For most babies this is in the evening, but it can occur at any time of the day. During this time, baby may be difficult to soothe. They often show feeding cues more often than typical, but when offered food, seem to quickly fall asleep, taking a shorter or smaller feeding than usual.
When you move from your arms, they wake up acting frantically hungry. They refuse to be put down and if they are nursing babies, they seem to only settle with their lactating parent.
What’s going on?!
Breasts tend to have a slightly lower volume of milk in the evening, but the milk is fattier than morning milk to help prepare for a longer stretch of sleep. Because of this, babies often cluster feed, or eat frequently, for a chunk of time during the evening.
Nursing babies seem to strongly prefer their lactating parent, often fussing excessively with a non-milk maker, then settling when placed on the milk maker.

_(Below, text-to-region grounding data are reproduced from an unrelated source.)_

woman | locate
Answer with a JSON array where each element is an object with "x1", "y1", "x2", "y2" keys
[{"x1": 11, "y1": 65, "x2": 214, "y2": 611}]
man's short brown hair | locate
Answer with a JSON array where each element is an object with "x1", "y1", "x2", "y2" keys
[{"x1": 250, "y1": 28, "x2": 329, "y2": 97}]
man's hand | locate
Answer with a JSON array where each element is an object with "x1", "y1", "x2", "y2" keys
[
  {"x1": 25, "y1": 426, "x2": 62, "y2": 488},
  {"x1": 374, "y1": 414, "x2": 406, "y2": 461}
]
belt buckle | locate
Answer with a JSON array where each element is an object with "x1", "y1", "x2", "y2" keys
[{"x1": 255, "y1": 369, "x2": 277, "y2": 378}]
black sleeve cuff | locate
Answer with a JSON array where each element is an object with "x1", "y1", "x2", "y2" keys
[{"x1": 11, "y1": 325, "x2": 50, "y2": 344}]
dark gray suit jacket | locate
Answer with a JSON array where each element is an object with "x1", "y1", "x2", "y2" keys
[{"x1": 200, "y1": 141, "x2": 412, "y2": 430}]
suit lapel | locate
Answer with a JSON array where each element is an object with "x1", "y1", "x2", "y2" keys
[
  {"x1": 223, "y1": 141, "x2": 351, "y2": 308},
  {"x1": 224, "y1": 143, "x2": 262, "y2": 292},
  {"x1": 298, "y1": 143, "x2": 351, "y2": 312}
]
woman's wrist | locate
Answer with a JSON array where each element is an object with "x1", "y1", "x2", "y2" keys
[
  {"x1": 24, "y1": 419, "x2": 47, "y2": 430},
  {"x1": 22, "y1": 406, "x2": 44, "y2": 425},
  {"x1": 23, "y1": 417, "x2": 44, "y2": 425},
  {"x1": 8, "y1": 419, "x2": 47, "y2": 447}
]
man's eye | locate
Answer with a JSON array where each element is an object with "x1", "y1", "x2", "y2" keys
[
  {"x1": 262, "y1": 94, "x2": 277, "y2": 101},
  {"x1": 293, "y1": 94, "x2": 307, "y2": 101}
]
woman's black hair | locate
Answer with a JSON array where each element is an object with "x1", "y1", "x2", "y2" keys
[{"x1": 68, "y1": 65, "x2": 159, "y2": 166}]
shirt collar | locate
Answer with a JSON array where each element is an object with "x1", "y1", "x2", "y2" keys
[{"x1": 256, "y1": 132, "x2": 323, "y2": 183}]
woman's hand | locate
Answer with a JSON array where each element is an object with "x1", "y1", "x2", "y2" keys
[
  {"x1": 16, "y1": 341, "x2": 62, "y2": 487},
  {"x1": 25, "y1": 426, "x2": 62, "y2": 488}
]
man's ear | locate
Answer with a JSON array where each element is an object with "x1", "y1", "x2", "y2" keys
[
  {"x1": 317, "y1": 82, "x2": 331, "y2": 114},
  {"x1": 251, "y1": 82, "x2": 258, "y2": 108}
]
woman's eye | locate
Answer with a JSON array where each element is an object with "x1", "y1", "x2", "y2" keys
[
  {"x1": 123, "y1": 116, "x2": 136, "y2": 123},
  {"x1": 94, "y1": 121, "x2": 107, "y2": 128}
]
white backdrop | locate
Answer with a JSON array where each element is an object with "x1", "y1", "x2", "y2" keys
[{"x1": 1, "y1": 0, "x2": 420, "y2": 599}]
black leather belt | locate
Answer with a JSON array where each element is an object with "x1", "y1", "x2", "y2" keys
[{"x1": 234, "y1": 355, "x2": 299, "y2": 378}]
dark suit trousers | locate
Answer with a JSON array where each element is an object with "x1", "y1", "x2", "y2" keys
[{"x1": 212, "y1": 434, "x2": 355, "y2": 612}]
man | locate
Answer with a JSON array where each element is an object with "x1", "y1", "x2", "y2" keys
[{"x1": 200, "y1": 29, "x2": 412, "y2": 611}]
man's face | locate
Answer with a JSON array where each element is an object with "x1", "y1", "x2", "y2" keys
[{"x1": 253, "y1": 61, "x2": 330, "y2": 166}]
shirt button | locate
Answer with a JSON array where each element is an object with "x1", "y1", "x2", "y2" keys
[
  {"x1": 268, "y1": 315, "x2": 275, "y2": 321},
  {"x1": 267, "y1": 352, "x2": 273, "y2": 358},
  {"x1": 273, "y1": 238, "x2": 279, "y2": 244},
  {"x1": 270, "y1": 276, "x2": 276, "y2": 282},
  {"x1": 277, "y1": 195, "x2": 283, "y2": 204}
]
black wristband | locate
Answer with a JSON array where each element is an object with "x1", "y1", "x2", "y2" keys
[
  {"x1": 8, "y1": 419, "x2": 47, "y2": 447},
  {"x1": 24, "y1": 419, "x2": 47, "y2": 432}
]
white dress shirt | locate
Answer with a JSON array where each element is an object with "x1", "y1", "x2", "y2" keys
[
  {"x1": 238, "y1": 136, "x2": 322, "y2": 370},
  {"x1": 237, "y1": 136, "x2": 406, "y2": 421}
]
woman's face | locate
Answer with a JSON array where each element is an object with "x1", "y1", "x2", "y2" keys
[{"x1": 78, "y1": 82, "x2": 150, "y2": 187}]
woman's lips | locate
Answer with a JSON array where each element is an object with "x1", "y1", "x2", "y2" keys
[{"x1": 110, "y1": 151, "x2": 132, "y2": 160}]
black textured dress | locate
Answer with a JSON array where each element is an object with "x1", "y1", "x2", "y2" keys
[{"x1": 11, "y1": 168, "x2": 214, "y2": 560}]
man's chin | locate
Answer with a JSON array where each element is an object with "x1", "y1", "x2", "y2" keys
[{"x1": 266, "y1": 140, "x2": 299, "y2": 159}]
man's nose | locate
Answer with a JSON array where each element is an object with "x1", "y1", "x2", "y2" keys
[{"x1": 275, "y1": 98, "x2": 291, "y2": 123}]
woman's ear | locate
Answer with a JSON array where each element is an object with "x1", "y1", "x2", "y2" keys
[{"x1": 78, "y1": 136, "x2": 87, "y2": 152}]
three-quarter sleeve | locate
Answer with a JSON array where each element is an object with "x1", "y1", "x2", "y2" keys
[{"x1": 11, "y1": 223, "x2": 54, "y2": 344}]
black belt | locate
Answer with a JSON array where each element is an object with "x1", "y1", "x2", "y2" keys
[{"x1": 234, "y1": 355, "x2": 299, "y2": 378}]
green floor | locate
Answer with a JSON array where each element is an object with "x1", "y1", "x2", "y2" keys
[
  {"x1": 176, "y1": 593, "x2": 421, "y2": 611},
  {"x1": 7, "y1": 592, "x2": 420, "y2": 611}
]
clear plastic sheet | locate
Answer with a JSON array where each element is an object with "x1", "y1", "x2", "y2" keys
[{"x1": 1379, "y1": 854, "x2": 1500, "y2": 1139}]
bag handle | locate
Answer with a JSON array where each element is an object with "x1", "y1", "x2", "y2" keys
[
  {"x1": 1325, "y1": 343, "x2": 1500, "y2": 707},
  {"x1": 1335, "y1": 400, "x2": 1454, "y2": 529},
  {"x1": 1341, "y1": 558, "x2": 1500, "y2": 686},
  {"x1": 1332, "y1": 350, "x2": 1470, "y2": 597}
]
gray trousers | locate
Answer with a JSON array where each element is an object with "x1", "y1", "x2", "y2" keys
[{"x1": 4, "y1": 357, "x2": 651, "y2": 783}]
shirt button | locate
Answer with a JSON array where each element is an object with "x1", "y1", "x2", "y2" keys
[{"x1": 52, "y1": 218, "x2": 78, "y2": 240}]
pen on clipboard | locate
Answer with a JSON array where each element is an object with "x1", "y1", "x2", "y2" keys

Babies (and you) are often overtired and overstimulated at the end of the day, making matters feel worse.
Sometimes, if the breastfeeding support partner has been at work and is just arriving home, it adds a layer of frustration for all because it doesn’t feel like they can help relieve the lactating parent.
Evening cluster feedings can be really hard for the whole family. Here are some techniques to help you through those fussy times.
Surrender & Pre-Plan
- Look for a pattern in these fussy times. When in the day do they seem to begin and end?
- Get ready for it. Eat something about an hour beforehand and get done whatever must be done.
- So if baby says, “Please sit on the couch and nurse me for the next three hours,” your nipples don’t mind it, and there is something good on TV, just do it. Let him cluster on and off the whole time. Because this is just a phase that will pass way too quickly. When else will you have permission to sit and soak in your baby for hours?
Take It In Small Doses
- Does your baby have to be on the breast for three hours straight? No, not really. So if you don’t want to be nursing for that long, or you need to break it up a little, then go ahead. Try 45 minutes on, 15-30 minutes off. Hand baby to your partner to soothe to hold baby off long enough for you to breathe, pee, and eat.